A poll of businesses in the metropolitan area shows that many did not apply for credit during the first three months of 2011, and one-fourth of those were "discouraged borrowers" who expected to be turned down, the Fed says.
They didn't expect success because of low credit scores and a shortage of collateral, the Federal Reserve Bank of New York poll found.
In poll results released Thursday, the New York Fed said it had collected information from more than 850 small businesses in the metro region including the city, Long Island, northern New Jersey and Fairfield County, Conn.; the Virgin Islands and Puerto Rico.
"The poll takes a fresh look at borrower demand by asking firms not only about credit applications but also about reasons for not seeking credit," the Fed said. "The results provide insight into firms’ decisions about formulating credit demands."
Those polled typically had fewer than 10 employees and revenues of less than $5 million a year.
In the first three months of 2011, one-third of companies sought credit and, of those, two-thirds were approved for credit. Those approved had sizable revenues and appear better able to provide collateral, the report said.
But many companies didn't even apply. Of those, 19 percent said they did not apply because they were paying debts, 21 percent said they didn't need more credit, and 27 percent believed they'd be turned down.

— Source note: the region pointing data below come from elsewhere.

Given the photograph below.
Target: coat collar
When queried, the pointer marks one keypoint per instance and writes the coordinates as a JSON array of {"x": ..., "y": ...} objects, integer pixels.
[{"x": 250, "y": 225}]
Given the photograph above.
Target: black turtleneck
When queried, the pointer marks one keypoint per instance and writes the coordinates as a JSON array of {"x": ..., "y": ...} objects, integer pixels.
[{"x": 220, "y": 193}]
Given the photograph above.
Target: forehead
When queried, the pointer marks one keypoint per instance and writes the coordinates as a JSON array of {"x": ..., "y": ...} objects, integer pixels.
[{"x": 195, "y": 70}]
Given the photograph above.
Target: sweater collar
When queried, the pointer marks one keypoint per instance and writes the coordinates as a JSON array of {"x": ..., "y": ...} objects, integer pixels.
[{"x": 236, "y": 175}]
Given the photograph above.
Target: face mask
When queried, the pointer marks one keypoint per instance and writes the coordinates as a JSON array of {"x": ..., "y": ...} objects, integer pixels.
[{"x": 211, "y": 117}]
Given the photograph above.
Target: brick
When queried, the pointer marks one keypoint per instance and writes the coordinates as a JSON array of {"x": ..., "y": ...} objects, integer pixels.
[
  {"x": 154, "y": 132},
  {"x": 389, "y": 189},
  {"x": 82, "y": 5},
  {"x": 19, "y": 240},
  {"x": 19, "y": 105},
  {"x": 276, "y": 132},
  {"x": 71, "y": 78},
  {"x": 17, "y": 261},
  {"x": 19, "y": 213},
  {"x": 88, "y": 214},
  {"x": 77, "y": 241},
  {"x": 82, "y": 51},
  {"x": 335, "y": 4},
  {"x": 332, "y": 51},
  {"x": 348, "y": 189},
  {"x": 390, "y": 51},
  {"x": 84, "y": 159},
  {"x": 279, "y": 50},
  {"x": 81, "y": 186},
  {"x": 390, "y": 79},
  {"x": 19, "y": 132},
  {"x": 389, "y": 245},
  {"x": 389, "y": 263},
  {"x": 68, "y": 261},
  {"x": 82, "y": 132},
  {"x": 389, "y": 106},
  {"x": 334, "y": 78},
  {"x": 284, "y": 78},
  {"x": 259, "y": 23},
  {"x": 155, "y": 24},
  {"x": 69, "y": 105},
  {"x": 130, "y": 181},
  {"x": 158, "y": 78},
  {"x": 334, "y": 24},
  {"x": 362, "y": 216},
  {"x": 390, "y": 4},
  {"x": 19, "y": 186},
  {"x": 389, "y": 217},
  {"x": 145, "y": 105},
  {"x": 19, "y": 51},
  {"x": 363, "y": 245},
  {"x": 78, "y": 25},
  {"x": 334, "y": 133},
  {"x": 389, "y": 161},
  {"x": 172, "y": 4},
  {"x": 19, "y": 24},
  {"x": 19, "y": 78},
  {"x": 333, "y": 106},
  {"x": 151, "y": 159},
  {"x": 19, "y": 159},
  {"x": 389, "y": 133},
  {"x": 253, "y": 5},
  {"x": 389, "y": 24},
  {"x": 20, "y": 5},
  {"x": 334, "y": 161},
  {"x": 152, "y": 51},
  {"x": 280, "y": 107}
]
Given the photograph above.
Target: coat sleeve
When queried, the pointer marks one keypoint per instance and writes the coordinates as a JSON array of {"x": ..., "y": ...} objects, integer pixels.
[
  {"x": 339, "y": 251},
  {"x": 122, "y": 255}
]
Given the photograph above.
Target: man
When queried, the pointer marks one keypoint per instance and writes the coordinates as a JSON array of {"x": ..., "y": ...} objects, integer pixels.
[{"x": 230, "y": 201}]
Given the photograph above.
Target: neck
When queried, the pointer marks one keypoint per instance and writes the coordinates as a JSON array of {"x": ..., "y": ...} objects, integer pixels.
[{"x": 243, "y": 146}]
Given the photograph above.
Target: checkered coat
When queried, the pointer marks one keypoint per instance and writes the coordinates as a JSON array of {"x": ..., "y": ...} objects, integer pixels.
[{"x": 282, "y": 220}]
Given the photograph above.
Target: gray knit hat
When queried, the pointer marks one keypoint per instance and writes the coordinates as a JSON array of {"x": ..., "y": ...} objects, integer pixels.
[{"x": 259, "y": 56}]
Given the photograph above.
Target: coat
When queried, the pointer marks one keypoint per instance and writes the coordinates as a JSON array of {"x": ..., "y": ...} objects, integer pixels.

Many of the discouraged borrowers -- those who didn't apply because they expected failure -- said they held back due to low credit scores and a lack of adequate collateral; most of these firms also reported flat or declining sales in the first quarter.
Of those who were paying down debt, "nearly equal portions of this group reported sales increases and sales declines," the report said. The report concluded that some had to pay down their debt due to weaker sales, and some were choosing to do so because they had enough money due to increasing sales.
The poll showed that many companies rely on earnings and personal or family money for financing. More-successful businesses relied on lines of credit, while less-successful companies used credit cards.